After visiting Sierra Leone in 2004 my wife and I returned from 2005 through 2008 to work with Hope and Les Law from Colorado and their organization Rocky Mountain Chapter of Operation Classroom. Our projects included teacher inservices and school construction.
Harford School Volleyball Team 1967
Front row L-R: Yvonnie Williams, unidentified, Dorcas Kargbo, and Regina Komba.

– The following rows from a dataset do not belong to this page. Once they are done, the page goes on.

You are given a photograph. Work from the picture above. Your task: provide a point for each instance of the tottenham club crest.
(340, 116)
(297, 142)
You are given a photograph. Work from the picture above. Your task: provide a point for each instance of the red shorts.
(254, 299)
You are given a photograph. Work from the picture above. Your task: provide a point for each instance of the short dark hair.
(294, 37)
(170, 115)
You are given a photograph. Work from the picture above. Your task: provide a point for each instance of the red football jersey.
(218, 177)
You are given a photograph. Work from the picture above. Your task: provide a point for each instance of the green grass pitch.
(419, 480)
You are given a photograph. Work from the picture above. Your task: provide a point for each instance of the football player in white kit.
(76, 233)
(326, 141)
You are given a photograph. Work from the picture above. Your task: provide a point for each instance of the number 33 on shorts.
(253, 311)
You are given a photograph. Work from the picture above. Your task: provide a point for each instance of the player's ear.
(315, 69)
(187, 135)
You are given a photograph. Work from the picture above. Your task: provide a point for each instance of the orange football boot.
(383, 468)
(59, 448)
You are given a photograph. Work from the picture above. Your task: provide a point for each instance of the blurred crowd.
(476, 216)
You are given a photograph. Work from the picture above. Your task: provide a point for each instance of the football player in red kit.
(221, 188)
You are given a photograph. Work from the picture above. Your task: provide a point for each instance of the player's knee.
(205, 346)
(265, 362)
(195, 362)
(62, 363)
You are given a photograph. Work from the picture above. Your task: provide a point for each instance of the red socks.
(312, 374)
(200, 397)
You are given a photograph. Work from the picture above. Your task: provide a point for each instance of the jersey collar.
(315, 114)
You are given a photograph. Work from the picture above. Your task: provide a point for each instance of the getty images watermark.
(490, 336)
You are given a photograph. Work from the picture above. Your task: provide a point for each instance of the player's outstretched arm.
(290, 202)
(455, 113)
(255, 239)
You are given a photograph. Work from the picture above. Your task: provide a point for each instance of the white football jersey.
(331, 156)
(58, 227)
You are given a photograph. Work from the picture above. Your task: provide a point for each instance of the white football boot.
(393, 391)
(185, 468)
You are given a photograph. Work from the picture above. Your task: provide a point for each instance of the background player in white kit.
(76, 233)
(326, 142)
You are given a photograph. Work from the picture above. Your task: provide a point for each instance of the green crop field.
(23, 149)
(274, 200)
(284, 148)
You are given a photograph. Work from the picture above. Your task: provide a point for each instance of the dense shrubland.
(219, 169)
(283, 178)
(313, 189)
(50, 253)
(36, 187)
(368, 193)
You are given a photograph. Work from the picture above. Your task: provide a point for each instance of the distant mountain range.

Back row L-R: Gladys Dunbar, Alice Fillie, Phyllis Garner, Alice Sinah, and Alice Kai Kai.


The Harford girls were great students and terrific athletes. They have gone on to become leaders in their country. One student [Dorcas (Kargbo) Kamanda - row 1, 2nd from right] went to college in the USA and became a nurse. She has returned to Sierra Leone to assist her brother Peacemaker and sister Finah in maintaining a medical clinic that serves many people in the northern area around the city of Kabala. Like his sister, Peacemaker is also a nurse and during the Civil War from 1991 to 2002 in Sierra Leone he administered to many people even though he was being hunted by the rebels.
Above left: Narsarah Clinic, Kabala, Sierra Leone. Above right: Dorcas Kargbo [right] at the Narsarah Clinic in Kabala in 2008.